Frankie and the Witch Fingers – “Cavehead”
Always excited when new nuggets roll out of the Frankie and the Witch Fingers cabal, and they don’t pull any punches with “Cavehead.” The song pounces on their smoke-choked psych end of the spectrum while adding in a delightful dose of playful rhythm. The guitars push far past the Hawkwind-huffer end of the bag of tricks — a leviathan letdown of face-melting space that tears through the wormhole at irresponsible speeds. The embrace of woodblock rhythms push the band as close to post-punk as they’ve ever been, but they’re not going angular just yet. There’s a dance in the DNA here but along with the psilocybin-induced visions of the video this one’s aiming for a higher echelon of disjointed shake. The build lulls the listener into the arms of trance before the Witch Fingers pop the accelerator and fuel their burn with a half-ton payload of amp-fried fury.
The band’s Dylan Sizemore sums up “Cavehead” for the curious “For us, the intention behind this song was to whittle down a 30-minute pattern we had been vamping into something a little more digestible and succinct. The pattern had a neat polyrhythmic nature to it that we really wanted to explore deeper to give it a lively (David) Bryne kind of World Music feel. While we were in the studio listening back to the main tracks, Shaughnessy [Star] and Josh [Menashe] started messing around with these Thai wooden blocks and playing a sort of call and response pattern in this perfect little tight pocket. We were all so excited to add that last little finishing touch that really brought it all home!

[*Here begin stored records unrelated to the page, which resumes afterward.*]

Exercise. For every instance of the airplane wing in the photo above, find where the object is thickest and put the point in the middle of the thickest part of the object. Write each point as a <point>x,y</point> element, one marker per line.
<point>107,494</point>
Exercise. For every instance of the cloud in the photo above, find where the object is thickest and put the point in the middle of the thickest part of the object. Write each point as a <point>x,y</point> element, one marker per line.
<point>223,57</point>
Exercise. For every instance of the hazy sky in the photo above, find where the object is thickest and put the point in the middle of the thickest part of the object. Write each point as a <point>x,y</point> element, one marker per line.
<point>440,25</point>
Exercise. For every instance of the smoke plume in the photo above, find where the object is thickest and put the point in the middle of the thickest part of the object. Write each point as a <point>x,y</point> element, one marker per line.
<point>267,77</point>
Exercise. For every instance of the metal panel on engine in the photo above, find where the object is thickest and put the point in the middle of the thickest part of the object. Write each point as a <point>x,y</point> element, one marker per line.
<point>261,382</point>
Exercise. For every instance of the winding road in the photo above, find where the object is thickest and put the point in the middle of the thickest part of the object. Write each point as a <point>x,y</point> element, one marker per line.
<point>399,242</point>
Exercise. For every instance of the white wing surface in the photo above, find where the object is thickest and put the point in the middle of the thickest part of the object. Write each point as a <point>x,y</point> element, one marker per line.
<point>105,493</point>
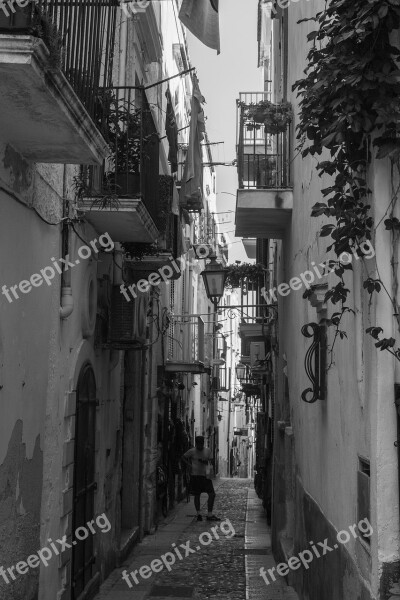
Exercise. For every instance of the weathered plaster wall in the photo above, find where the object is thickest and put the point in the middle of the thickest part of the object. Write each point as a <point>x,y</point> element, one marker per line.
<point>25,350</point>
<point>358,417</point>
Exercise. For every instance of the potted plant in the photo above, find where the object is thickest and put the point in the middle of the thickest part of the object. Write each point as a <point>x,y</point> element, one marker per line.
<point>123,134</point>
<point>244,273</point>
<point>275,117</point>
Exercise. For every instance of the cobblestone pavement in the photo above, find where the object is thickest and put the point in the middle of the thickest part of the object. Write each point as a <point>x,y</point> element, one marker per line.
<point>222,569</point>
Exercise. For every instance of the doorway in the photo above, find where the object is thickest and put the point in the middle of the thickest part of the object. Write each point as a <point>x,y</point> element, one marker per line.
<point>83,557</point>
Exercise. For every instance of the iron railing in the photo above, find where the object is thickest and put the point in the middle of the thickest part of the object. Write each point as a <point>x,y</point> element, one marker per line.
<point>132,169</point>
<point>80,37</point>
<point>263,158</point>
<point>188,340</point>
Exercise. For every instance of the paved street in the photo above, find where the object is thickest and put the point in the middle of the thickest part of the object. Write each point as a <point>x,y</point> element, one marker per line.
<point>225,568</point>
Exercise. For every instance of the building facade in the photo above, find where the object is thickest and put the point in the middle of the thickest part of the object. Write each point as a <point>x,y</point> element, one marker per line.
<point>95,115</point>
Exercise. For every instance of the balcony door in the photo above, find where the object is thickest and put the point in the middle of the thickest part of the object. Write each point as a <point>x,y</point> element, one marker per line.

Lyrically the idea behind this song is about everyone being a process rather than a person or persona. You’re not Martha, you’re Martha-ing. With the right type of entrancing groove, sometimes you can get sucked into the essence of what Martha-ing is all about.” The 7” is the band’s first release split between their familiar harbor at Greenway Records and Austin’s Reverberation Appreciation Society.